Je mehr, desto besser 


			Dieser Inhalt steht nur eingeloggten Mitgliedern zur Verfügung.


----------



## Keltor (6. Juni 2005)

hmm hatte auch schon einmal beim starten einen socketfehler
beim zweiten start wars dann gut

auch überträgt er immer fleissig daten, aber angezeigt werden sie auf der HP nicht

wäre schön wenn man mal 2 sätze dazu bekommt ob das z.z. normal ist (*auf den post von b3n zeig*)


----------



## Thunderclaw (6. Juni 2005)

Hi, bei mir leider genau so 


			Dieser Inhalt steht nur eingeloggten Mitgliedern zur Verfügung.
        

.
Ich beende WoW, sehe, dass der Profiler die Daten hochlädt (Dauer: weniger als 1 Sekunde), dann schau ich auf die HP und der Char ist nicht geupdatet.
Ich hatte früher mal BLASC, dann ging es nach nem WoW-Patch nichtmehr und ich hab das Updaten gelassen.
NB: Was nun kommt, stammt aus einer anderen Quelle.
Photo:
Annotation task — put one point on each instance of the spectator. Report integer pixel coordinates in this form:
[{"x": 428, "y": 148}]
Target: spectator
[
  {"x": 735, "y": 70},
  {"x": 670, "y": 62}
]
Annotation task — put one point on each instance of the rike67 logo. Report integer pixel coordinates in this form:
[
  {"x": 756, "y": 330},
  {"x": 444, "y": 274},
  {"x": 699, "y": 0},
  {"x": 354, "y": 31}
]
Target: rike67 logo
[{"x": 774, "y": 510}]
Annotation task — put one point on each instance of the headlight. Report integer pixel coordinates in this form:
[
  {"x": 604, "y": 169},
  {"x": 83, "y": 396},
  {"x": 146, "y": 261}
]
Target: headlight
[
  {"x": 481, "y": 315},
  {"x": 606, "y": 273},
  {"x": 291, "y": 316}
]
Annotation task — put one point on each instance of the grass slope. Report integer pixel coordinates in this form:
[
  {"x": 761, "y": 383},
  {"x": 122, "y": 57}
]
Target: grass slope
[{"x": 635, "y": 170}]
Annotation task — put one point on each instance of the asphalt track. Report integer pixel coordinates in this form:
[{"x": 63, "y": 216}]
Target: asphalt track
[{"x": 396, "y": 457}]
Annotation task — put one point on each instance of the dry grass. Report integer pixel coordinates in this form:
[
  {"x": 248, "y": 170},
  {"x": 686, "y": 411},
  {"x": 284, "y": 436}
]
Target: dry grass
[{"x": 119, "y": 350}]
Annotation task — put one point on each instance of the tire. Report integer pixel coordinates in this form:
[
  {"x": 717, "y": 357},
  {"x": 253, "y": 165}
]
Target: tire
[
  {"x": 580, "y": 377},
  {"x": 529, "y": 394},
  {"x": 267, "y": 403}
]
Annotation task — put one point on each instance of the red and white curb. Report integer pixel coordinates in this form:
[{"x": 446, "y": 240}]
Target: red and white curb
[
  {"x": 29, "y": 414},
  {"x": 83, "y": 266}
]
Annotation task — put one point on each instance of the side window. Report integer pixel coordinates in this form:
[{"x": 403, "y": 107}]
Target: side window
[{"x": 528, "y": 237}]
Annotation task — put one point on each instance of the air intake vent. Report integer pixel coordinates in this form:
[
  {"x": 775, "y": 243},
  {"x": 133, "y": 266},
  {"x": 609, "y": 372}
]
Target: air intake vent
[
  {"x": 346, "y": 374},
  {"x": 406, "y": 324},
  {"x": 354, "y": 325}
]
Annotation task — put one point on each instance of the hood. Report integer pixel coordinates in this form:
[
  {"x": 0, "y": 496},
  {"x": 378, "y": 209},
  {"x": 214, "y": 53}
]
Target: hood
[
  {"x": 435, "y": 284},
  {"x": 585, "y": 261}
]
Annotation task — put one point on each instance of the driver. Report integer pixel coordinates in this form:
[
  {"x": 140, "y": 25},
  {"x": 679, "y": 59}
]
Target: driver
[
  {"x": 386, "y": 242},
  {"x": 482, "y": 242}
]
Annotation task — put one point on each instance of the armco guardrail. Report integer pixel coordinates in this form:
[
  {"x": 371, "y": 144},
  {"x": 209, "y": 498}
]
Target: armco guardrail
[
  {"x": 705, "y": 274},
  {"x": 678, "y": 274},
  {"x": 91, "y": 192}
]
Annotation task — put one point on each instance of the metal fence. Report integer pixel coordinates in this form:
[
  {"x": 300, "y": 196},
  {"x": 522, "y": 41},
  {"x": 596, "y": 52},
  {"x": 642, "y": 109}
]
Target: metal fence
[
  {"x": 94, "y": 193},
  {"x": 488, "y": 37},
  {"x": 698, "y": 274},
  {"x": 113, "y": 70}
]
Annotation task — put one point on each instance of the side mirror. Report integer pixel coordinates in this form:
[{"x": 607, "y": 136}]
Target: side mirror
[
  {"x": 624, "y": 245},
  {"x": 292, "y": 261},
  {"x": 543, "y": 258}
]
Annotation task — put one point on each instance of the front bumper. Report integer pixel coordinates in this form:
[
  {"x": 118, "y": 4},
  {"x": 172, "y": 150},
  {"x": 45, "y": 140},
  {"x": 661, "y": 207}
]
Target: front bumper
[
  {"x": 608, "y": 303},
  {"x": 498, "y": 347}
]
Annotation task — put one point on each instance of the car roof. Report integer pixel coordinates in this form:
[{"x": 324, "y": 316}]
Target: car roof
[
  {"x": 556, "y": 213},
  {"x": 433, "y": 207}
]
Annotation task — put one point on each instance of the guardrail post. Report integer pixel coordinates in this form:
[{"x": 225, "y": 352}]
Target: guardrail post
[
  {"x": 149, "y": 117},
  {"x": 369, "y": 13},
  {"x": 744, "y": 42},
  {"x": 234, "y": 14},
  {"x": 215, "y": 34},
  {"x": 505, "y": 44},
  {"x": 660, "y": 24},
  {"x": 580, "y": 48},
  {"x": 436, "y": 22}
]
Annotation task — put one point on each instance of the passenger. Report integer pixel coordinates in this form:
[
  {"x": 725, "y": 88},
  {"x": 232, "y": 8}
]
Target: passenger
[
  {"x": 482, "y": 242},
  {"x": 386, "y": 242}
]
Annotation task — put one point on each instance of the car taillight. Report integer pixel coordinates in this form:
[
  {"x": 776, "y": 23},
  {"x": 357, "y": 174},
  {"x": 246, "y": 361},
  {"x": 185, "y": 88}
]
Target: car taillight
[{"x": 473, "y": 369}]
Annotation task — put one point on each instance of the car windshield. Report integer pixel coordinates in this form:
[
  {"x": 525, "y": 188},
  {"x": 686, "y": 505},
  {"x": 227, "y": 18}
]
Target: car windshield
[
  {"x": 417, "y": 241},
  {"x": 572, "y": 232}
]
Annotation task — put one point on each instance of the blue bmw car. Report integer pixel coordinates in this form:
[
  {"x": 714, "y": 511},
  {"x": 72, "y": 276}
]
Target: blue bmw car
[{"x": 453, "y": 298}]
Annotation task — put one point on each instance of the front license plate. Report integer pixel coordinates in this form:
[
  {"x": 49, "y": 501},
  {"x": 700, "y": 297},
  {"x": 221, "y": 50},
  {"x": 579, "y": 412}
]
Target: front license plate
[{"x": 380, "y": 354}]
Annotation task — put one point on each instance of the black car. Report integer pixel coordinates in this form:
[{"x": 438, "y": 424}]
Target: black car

Vor 2 Tagen hab ich es dann mal wieder probiert (natürlich mit neuem Client) und es hat nicht funktioniert.
Wäre dankbar für jede Hilfe, 

mfg Thunderclaw


----------



## zebok (24. Juni 2005)

Versuch mal die Daten manuell zu übetragen.
Rechtsklick auf das Symbol neben der Uhr und auf manuell Übertragen klicken.
Dann dauert das 10-15 Min und die Daten sollten nun aktuell sein.
War bei mir jedenfalls so.


----------



## Gruenwurm (24. Juni 2005)

Probiers mal mit dem HotFix hier.

http://www.hasenzuechter.de/vwar/downloads...tools/BLASC.zip


----------